Frequently asked questions about life insurance:

What tax applies to life insurance contracts in 2020?

As long as you do not make a withdrawal, your life insurance is not taxed. However, it is subject to a social levy of 17.2%. This will be deducted each year from the interest generated by your euro fund.

What taxation for the beneficiary of life insurance?

The taxation of life insurance in the event of the insured's death and inheritance is very favorable. It varies depending on:

– of the contract subscription date ;
– of the payment date ;
– of the'age of the subscriber during payments.

Depending on these criteria, the inherited capital may be totally exempt or be subject to taxation of up to 31.25%.

Is it possible to take out more than one life insurance policy?
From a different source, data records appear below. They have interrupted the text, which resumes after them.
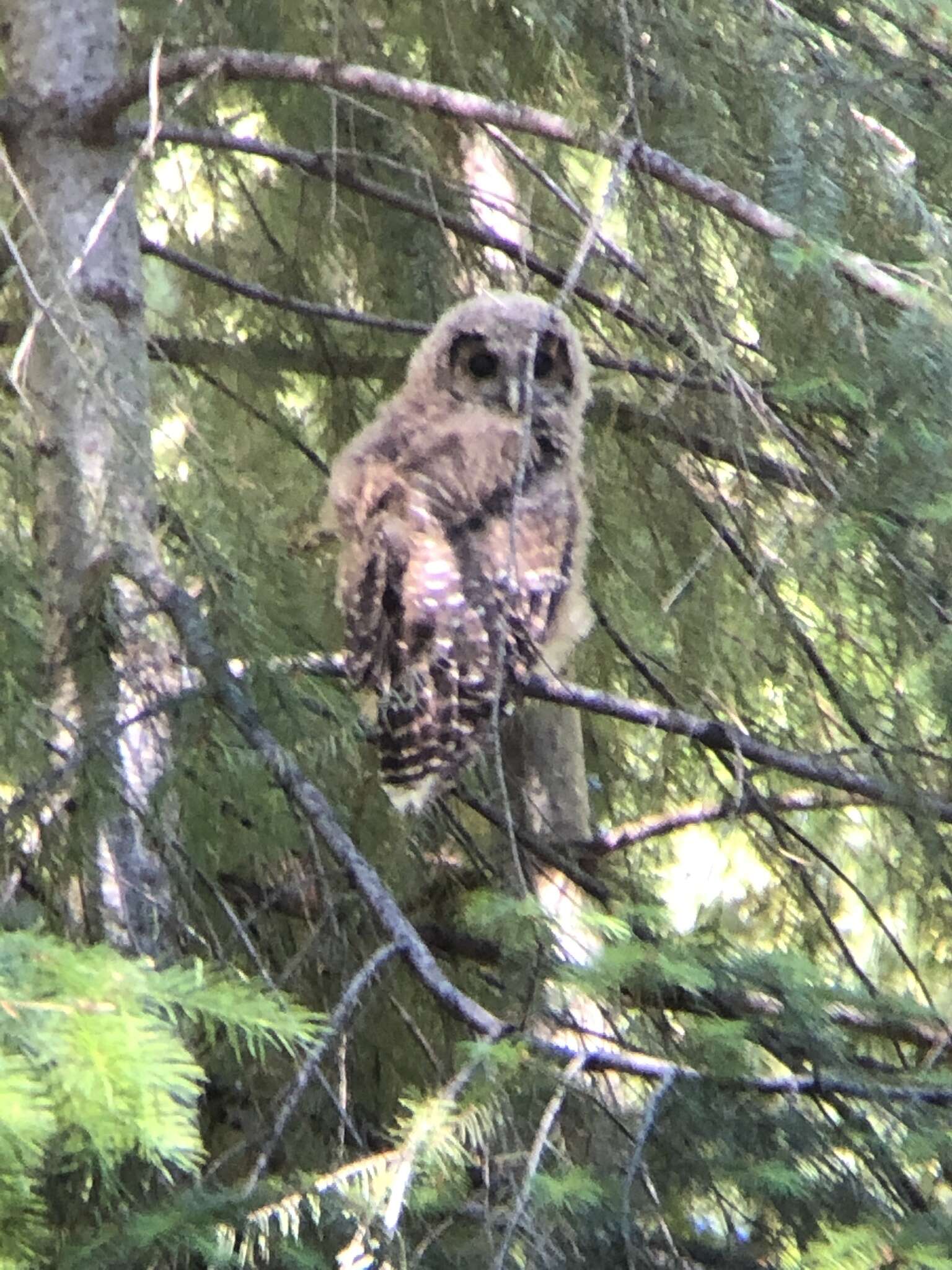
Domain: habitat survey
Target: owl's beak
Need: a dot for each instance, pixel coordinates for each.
(516, 394)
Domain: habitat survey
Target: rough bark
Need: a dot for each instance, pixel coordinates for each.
(83, 373)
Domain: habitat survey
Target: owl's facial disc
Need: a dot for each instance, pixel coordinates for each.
(503, 378)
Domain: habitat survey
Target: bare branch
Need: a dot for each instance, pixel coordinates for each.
(706, 813)
(240, 64)
(339, 173)
(723, 738)
(253, 291)
(221, 683)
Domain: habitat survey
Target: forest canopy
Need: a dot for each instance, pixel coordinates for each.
(664, 980)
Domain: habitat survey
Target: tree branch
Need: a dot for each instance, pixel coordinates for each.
(339, 173)
(706, 813)
(221, 683)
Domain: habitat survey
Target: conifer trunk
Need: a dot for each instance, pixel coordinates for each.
(83, 371)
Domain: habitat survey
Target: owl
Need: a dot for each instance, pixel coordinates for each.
(464, 527)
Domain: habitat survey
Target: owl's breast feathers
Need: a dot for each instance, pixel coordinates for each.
(457, 569)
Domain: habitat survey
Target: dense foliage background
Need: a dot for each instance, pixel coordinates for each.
(744, 207)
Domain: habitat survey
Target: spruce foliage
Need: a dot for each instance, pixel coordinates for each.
(765, 954)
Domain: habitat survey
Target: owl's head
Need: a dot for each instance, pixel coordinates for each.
(507, 352)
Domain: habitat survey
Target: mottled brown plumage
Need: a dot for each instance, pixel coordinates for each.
(462, 528)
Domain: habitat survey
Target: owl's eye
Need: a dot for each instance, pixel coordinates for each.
(484, 366)
(544, 365)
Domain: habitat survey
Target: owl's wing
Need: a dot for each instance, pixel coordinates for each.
(534, 557)
(418, 634)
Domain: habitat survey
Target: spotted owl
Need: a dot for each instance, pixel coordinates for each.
(462, 525)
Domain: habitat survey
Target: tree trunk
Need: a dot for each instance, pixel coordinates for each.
(83, 373)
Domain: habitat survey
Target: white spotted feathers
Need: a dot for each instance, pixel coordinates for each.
(462, 528)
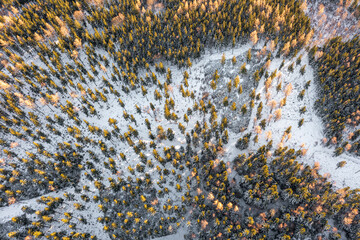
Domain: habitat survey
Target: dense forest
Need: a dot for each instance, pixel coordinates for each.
(103, 120)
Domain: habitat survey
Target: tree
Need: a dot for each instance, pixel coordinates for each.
(223, 59)
(253, 37)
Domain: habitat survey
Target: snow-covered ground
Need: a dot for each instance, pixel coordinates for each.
(330, 19)
(308, 137)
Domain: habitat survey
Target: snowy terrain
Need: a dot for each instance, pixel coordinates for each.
(307, 137)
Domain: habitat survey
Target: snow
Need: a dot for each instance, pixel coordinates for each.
(309, 136)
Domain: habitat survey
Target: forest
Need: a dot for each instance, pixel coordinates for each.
(140, 119)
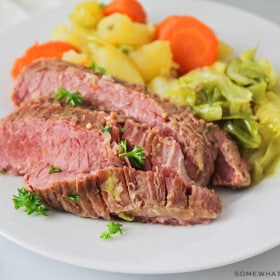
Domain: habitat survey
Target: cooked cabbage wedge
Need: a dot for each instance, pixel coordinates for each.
(241, 96)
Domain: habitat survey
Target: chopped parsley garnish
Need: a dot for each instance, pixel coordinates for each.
(105, 128)
(97, 68)
(112, 229)
(74, 197)
(30, 201)
(72, 98)
(136, 156)
(54, 169)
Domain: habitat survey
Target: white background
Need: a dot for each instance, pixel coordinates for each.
(18, 263)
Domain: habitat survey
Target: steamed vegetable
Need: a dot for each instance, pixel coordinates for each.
(159, 53)
(114, 61)
(131, 8)
(49, 49)
(119, 29)
(87, 14)
(192, 42)
(242, 97)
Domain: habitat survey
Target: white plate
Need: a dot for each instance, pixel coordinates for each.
(249, 224)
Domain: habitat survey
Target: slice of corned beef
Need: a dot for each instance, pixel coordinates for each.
(230, 169)
(44, 77)
(200, 153)
(41, 131)
(44, 131)
(143, 196)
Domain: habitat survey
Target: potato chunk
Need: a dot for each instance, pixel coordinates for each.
(86, 14)
(113, 61)
(153, 59)
(119, 29)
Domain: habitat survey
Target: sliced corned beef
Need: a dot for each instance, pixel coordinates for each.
(125, 192)
(45, 77)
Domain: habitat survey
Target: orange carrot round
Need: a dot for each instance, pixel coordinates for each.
(51, 49)
(131, 8)
(193, 43)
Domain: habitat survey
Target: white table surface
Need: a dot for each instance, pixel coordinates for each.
(17, 263)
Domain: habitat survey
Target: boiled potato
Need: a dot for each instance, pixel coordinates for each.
(76, 35)
(86, 14)
(153, 59)
(113, 61)
(119, 29)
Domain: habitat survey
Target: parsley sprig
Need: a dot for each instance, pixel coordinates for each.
(54, 169)
(136, 156)
(97, 68)
(112, 229)
(72, 98)
(30, 201)
(106, 128)
(74, 197)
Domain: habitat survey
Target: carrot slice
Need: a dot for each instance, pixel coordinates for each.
(49, 49)
(131, 8)
(193, 43)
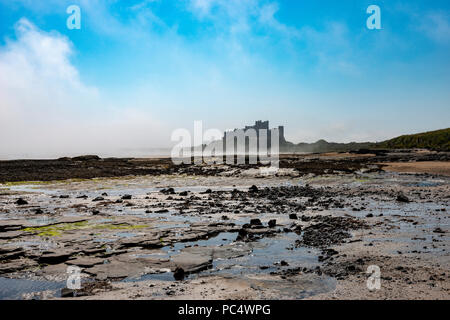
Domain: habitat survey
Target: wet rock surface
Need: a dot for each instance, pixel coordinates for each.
(189, 222)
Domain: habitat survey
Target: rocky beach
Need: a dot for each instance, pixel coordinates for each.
(148, 229)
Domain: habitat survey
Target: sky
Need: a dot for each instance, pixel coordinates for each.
(137, 70)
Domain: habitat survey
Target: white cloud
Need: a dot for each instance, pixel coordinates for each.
(46, 110)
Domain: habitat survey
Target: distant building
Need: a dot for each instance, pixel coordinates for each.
(261, 129)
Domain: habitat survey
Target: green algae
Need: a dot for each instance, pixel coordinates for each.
(58, 229)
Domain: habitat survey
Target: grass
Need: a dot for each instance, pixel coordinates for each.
(438, 140)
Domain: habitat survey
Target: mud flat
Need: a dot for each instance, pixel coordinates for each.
(146, 229)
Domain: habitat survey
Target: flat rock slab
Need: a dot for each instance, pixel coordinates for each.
(10, 235)
(116, 270)
(56, 257)
(16, 265)
(85, 262)
(193, 262)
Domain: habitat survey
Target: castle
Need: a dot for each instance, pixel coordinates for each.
(259, 125)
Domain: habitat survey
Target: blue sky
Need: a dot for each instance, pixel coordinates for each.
(139, 69)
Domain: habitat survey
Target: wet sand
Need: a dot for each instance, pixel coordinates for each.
(228, 232)
(430, 167)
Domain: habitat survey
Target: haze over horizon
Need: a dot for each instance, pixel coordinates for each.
(137, 70)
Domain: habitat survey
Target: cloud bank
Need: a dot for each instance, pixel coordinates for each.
(47, 111)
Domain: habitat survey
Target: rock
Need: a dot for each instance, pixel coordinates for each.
(193, 262)
(402, 198)
(438, 230)
(67, 293)
(179, 274)
(55, 257)
(86, 158)
(255, 222)
(168, 191)
(85, 262)
(21, 202)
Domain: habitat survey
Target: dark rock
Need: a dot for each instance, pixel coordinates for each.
(255, 222)
(68, 293)
(86, 158)
(438, 230)
(179, 274)
(21, 202)
(402, 198)
(168, 191)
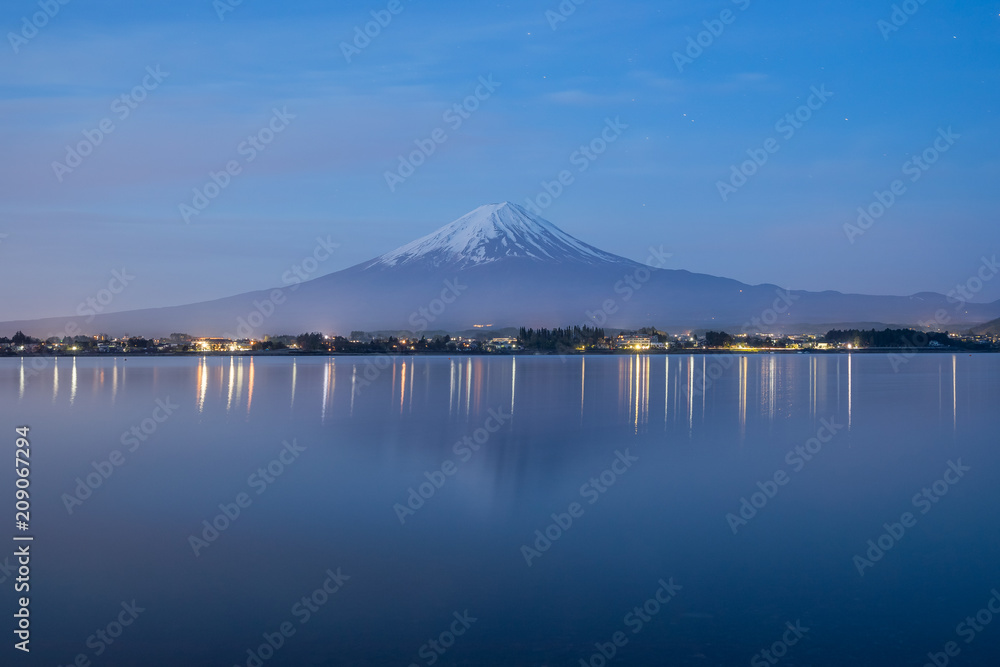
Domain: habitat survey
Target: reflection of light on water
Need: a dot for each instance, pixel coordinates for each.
(513, 382)
(354, 383)
(850, 390)
(202, 382)
(666, 387)
(451, 389)
(637, 372)
(768, 383)
(704, 378)
(330, 385)
(468, 385)
(232, 381)
(954, 391)
(250, 388)
(72, 383)
(743, 395)
(402, 388)
(239, 380)
(691, 392)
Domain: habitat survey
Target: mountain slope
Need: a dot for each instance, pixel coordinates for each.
(500, 265)
(492, 233)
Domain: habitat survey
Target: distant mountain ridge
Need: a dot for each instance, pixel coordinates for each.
(500, 265)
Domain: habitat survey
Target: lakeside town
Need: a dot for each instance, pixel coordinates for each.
(569, 340)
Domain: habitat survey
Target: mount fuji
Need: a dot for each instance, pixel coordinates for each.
(500, 265)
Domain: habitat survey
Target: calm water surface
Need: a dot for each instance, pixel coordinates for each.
(421, 483)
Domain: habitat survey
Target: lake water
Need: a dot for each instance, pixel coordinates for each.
(412, 489)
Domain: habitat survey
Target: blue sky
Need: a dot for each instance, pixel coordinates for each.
(656, 184)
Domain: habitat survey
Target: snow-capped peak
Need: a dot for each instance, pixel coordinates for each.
(491, 233)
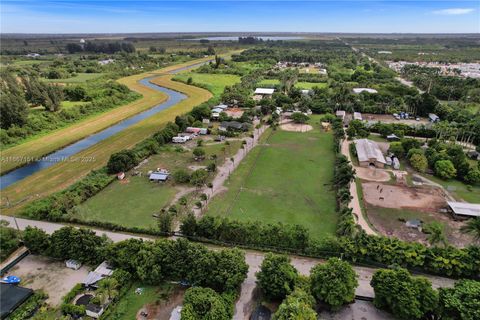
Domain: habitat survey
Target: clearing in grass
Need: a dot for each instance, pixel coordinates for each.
(133, 201)
(285, 179)
(149, 299)
(215, 83)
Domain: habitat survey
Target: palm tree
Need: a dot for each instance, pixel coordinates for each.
(107, 289)
(435, 234)
(472, 227)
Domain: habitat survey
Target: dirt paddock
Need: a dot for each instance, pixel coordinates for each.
(49, 275)
(392, 196)
(296, 127)
(372, 174)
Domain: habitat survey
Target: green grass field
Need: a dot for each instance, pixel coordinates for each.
(79, 78)
(299, 85)
(287, 179)
(133, 201)
(215, 83)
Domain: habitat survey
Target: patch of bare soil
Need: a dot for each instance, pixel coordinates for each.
(50, 275)
(296, 127)
(392, 196)
(395, 227)
(162, 309)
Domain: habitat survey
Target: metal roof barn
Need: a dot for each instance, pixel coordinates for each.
(464, 208)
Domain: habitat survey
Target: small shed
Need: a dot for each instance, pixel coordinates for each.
(357, 116)
(176, 313)
(360, 90)
(369, 153)
(261, 313)
(414, 223)
(432, 117)
(159, 176)
(73, 264)
(180, 139)
(392, 137)
(464, 209)
(395, 163)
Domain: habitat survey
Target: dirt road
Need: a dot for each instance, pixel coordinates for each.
(224, 171)
(253, 259)
(355, 202)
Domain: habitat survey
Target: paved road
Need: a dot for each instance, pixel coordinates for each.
(355, 202)
(253, 259)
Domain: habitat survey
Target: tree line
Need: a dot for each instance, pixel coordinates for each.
(101, 47)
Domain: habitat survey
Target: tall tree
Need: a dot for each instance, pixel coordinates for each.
(472, 227)
(334, 282)
(405, 296)
(277, 276)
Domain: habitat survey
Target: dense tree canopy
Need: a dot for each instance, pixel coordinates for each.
(277, 276)
(405, 296)
(334, 282)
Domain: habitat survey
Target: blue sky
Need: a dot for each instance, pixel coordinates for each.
(201, 16)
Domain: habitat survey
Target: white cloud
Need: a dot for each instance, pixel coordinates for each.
(454, 11)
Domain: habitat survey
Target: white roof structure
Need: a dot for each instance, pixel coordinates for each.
(465, 209)
(159, 176)
(357, 116)
(264, 91)
(368, 150)
(101, 272)
(360, 90)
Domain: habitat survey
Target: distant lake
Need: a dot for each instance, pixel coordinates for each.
(265, 38)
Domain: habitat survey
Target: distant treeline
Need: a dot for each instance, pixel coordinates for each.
(100, 47)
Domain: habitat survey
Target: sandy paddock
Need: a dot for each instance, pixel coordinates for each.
(372, 174)
(50, 275)
(296, 127)
(391, 196)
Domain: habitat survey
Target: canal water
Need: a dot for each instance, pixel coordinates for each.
(67, 153)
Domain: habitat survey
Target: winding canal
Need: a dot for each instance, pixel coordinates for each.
(69, 151)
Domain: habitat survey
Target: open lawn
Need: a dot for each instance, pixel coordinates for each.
(285, 179)
(458, 189)
(79, 78)
(133, 201)
(42, 145)
(63, 174)
(299, 85)
(129, 304)
(215, 83)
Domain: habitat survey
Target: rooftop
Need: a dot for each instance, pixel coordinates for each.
(264, 91)
(367, 150)
(465, 209)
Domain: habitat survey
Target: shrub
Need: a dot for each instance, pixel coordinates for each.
(334, 282)
(277, 276)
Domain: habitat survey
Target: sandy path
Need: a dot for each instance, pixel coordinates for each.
(355, 202)
(224, 171)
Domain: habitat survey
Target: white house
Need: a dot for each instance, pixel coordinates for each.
(261, 93)
(360, 90)
(180, 139)
(369, 153)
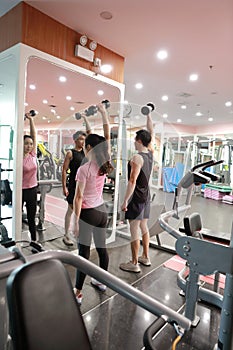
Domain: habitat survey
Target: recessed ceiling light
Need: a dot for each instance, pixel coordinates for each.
(162, 55)
(32, 86)
(139, 86)
(106, 15)
(62, 79)
(106, 68)
(193, 77)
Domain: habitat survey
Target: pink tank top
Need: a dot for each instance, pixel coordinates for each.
(94, 183)
(30, 171)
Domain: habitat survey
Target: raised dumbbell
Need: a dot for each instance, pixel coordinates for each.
(31, 112)
(145, 110)
(91, 110)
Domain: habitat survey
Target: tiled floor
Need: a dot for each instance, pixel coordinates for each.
(115, 323)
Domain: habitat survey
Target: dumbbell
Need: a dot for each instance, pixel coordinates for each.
(91, 110)
(145, 110)
(31, 112)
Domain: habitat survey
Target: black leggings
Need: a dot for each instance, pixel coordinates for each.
(29, 197)
(92, 222)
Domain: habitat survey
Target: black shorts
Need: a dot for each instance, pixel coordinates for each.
(138, 211)
(70, 197)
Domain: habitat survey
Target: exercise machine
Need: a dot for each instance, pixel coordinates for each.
(54, 277)
(203, 257)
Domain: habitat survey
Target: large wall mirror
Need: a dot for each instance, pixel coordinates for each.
(57, 93)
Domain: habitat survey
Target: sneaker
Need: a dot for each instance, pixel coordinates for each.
(67, 241)
(79, 297)
(130, 267)
(98, 285)
(144, 261)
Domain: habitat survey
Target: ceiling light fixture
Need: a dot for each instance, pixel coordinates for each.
(162, 55)
(193, 77)
(106, 15)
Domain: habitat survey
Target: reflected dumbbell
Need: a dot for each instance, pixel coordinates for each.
(92, 110)
(150, 107)
(31, 112)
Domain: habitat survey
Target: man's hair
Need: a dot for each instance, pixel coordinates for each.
(77, 134)
(144, 136)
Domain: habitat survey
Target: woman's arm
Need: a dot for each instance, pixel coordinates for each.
(136, 165)
(32, 131)
(105, 121)
(77, 205)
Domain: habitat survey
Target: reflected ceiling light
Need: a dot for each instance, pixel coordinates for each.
(106, 68)
(62, 79)
(193, 77)
(93, 45)
(32, 87)
(83, 40)
(106, 15)
(164, 98)
(162, 54)
(139, 86)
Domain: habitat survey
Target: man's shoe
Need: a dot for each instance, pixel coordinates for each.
(144, 261)
(98, 285)
(67, 241)
(130, 267)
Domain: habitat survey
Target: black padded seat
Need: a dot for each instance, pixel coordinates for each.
(43, 310)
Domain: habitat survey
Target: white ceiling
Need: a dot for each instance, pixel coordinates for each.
(198, 35)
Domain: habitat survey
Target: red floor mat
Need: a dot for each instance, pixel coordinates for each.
(176, 263)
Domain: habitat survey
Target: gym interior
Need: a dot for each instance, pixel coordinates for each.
(184, 300)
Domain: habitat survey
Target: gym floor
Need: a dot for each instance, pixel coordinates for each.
(115, 323)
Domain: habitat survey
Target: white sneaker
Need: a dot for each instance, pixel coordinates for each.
(144, 261)
(98, 285)
(130, 267)
(67, 241)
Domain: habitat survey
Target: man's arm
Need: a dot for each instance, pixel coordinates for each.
(88, 126)
(105, 121)
(65, 168)
(149, 126)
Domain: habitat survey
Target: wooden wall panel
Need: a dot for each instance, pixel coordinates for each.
(11, 28)
(42, 32)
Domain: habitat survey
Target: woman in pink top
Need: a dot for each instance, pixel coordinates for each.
(29, 196)
(89, 209)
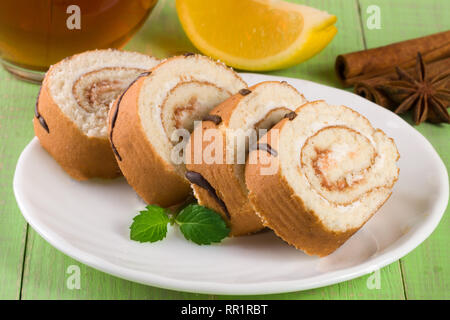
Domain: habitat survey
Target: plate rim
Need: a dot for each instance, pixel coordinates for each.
(421, 233)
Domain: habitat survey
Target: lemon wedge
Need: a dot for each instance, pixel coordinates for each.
(256, 35)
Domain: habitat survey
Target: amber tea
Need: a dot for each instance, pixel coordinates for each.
(36, 34)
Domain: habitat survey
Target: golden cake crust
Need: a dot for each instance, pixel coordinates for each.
(283, 211)
(82, 157)
(138, 156)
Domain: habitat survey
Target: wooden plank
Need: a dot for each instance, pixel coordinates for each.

Yes, and this has several advantages! For example, you can keep old contracts that benefit from excellent taxation. You can also take out life insurance tailored to each of your projects, whether it is preparing for your retirement or anticipating a succession.

How to obtain better taxation when buying life insurance?

Choose the method of taxation that is most advantageous for you: either income tax or on the basis of a lump sum. You can also wait until your contract “ages”: after 8 years, you benefit from lower taxes and an annual allowance of € 4,600 on interest and capital gains (€ 9,200 for a couple).